A Roma le auto non si rottamano più. In strada 60mila veicoli abbandonati

Le strade stanno diventando un cimitero di macchine scassate. Mezzi senza assicurazione a volte usati come ricovero per senzatetto. Il problema dimenticato dalla giunta

 

Via dei Prati Fiscali: in soli 300 metri contiamo 11 veicoli abbandonati. Piazza di Conca d’Oro, parcheggio di scambio della metro: qui le auto ferme da anni sono 9. Dai quartieri semicentrali alla periferia, Roma è disseminata di macchine da portare alla pressa, un problema non solo per il decoro ma anche per la sicurezza.

Il fenomeno  è sempre esistito ma mai nelle attuali dimensioni. Da quando a Roma è diventato impossibile rottamare un veicolo a causa del blocco imposto dal Campidoglio, le strade sono disseminate di rottami. E’ da luglio del 2018 che non si effettuano più le radiazioni delle targhe. Questo vuol dire che chi ha urgenza di rottamare la propria vettura si deve recare nelle altre province del Lazio o anche in Campania. A Roma, infatti,  i 58 autodemolitori sono chiusi per un’ordinanza della giunta Raggi che pare aver dimenticato il problema.

Secondo i dati dell’Arder, l’associazione Romana Demolitori e Rottamatori, nella capitale ogni anno raggiungono il fine vita 130.000 veicoli. Di questi circa la metà è nei depositi degli sfasci in attesa della ripresa delle attività o viene inviato nel resto del Lazio, gli altri 60/70 mila sono nelle strade. Si tratta di automobili vecchie e malridotte, con le gomme sgonfie, i vetri rotti e quasi sempre senza copertura assicurativa. La Corte di Giustizia Europea, con la sentenza 80/17, ha stabilito che l’obbligo di assicurare il veicolo vale anche per i mezzi fermi in garage o in strada e che viene meno solo quando ne viene cancellata l’immatricolazione. Pertanto i proprietari che abbandonano un veicolo sono responsabili sia per la mancata copertura della responsabilità civile, sia per inquinamento ambientale.

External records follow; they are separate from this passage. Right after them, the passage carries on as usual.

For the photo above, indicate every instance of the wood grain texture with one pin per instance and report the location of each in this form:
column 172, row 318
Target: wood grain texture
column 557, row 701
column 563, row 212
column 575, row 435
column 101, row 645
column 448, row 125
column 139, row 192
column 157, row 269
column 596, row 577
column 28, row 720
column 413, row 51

Secondo la legge, infatti, un veicolo lasciato in strada è da considerarsi come rifiuto speciale pericoloso. Le sanzioni alle quali si va incontro sono di 849 euro, il minimo previsto per un mezzo sprovvisto di assicurazione e di 1.666 euro per abbandono di rifiuto pericoloso. A queste vanno aggiunte le spese per la rimozione, la custodia e la demolizione. A causa del blocco degli sfasciacarrozze la Polizia Locale è stata più tollerante ma il risultato è un numero enorme di vecchi rottami che occupano parcheggi e costituiscono degrado per il paesaggio urbano. Nel 2019 sull’intero territorio capitolino il Gruppo Tutela Ambiente dei vigili aveva rimosso solo 1.800 veicoli, una goccia nel mare.

La procedura tra l’altro è farraginosa e dalla segnalazione di un cittadino fino all’effettiva rimozione del veicolo possono trascorrere anche dodici mesi. Prima gli agenti devono effettuare un sopralluogo per verificare se il mezzo è davvero abbandonato, poi devono risalire al proprietario e diffidarlo alla rimozione entro cinque giorni dal ricevimento della notifica. Molto spesso il proprietario non è facilmente rintracciabile, oppure si ostina a lasciare la macchina nello stesso posto. A quel punto il Comune può far intervenire un carro attrezzi ma questi, come è noto, hanno ripreso la loro attività solo nel 2020 dopo tre anni di assenza totale del servizio.

Ecco che si è creata la tempesta perfetta. Blocco dei rottamatori, assenza di carro attrezzi e lentezza della burocrazia hanno trasformato i quartieri semicentrali e periferici in un cimitero per auto.

A fine 2018, la Regione Lazio aveva proposto per gli sfasci il rilascio di permessi temporanei in attesa di trovare nuove collocazioni in regola dal punto di vista ambientale, ma il Campidoglio non ha voluto concedere la sedicesima proroga e ha optato per la linea dura: blocco delle rottamazioni. Se il Comune di Roma non riesce a essere autosufficiente il rischio è che il resto della regione diventi la pattumiera della capitale. Intanto, secondo gli operatori del settore, nella capitale sta nascendo un mercato nero delle autodemolizioni: si denuncia il furto dell’auto e questa invece viene consegnata a soggetti non autorizzati che vendono i pezzi ancora buoni e abbandonano le carcasse in discariche abusive. Insomma una nuova emergenza ambientale come se non bastasse la situazione generale dei rifiuti.